From Predicting to Creating

Everything we've done up to this point has lived in what we call discriminative machine learning. We taught models to decide: is this a cat or a dog? Is this review positive or negative? Will this user like this movie? This chapter is about teaching machines to generate something new(ish).

Discriminative vs. Generative

Most of the models we've trained in this course work like this: we have a corpus of training data consisting of observations and labels. We hand that to a model that learns to map observations to labels. Show it an image, and it predicts "cat." Show it a sentence, and it predicts "positive sentiment." Mathematically, we're estimating P(y | x) — the probability of a label given the data. We're learning boundaries between classes, or relationships between variables.

In generative machine learning, the training data is just a bunch of observations, without labels.
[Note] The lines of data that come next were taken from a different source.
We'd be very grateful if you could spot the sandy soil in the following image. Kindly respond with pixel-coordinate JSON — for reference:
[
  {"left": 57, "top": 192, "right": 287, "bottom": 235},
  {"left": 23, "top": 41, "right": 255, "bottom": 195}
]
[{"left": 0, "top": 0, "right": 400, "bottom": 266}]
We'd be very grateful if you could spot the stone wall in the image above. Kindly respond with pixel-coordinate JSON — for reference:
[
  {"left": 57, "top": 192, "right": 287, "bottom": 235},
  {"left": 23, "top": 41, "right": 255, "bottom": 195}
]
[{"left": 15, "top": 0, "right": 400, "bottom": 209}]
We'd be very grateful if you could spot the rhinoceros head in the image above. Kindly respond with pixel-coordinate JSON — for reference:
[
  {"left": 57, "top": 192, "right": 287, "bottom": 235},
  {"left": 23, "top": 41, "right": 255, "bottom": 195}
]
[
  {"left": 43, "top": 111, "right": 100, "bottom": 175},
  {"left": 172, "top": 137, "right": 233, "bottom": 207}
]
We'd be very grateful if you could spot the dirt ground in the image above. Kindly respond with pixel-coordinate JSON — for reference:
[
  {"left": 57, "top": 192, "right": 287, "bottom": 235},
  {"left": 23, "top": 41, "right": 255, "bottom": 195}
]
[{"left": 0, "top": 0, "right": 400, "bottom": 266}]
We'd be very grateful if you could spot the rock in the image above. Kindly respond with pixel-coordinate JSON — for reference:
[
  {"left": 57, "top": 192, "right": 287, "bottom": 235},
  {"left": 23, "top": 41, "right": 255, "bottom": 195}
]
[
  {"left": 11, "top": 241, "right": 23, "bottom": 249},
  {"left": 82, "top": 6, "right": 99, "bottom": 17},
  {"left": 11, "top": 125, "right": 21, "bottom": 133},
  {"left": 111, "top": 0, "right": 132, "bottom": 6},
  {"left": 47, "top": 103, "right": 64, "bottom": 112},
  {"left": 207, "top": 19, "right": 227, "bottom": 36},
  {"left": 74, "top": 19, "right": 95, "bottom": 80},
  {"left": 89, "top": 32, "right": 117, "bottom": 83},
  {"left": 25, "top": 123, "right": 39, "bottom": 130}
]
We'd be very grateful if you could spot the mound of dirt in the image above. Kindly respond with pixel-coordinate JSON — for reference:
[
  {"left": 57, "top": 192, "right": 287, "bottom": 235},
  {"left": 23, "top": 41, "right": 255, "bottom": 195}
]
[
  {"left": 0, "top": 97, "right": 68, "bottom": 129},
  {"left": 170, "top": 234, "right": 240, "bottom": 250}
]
The model takes random noise as input and produces a generated sample drawn from the distribution of the training data. Mathematically, we're estimating P(x | y) — or, in the unconditional case, just P(x). We're learning the underlying data distribution itself.

A discriminative model that's seen a million cat photos can tell you whether a new photo contains a cat. A generative model that's seen a million cat photos can draw you a new cat.

Discriminative vs. Generative Learning

P(y | x)

Probability of label given data

Input

Data x

An observation — an image, a sentence, a user interaction.

Output

Label y

A prediction — a class, a score, a decision.

What it learns

Decision boundaries between classes. Relationships between variables.

The cat example

Show it 1M cat photos → it can tell you if a new photo contains a cat.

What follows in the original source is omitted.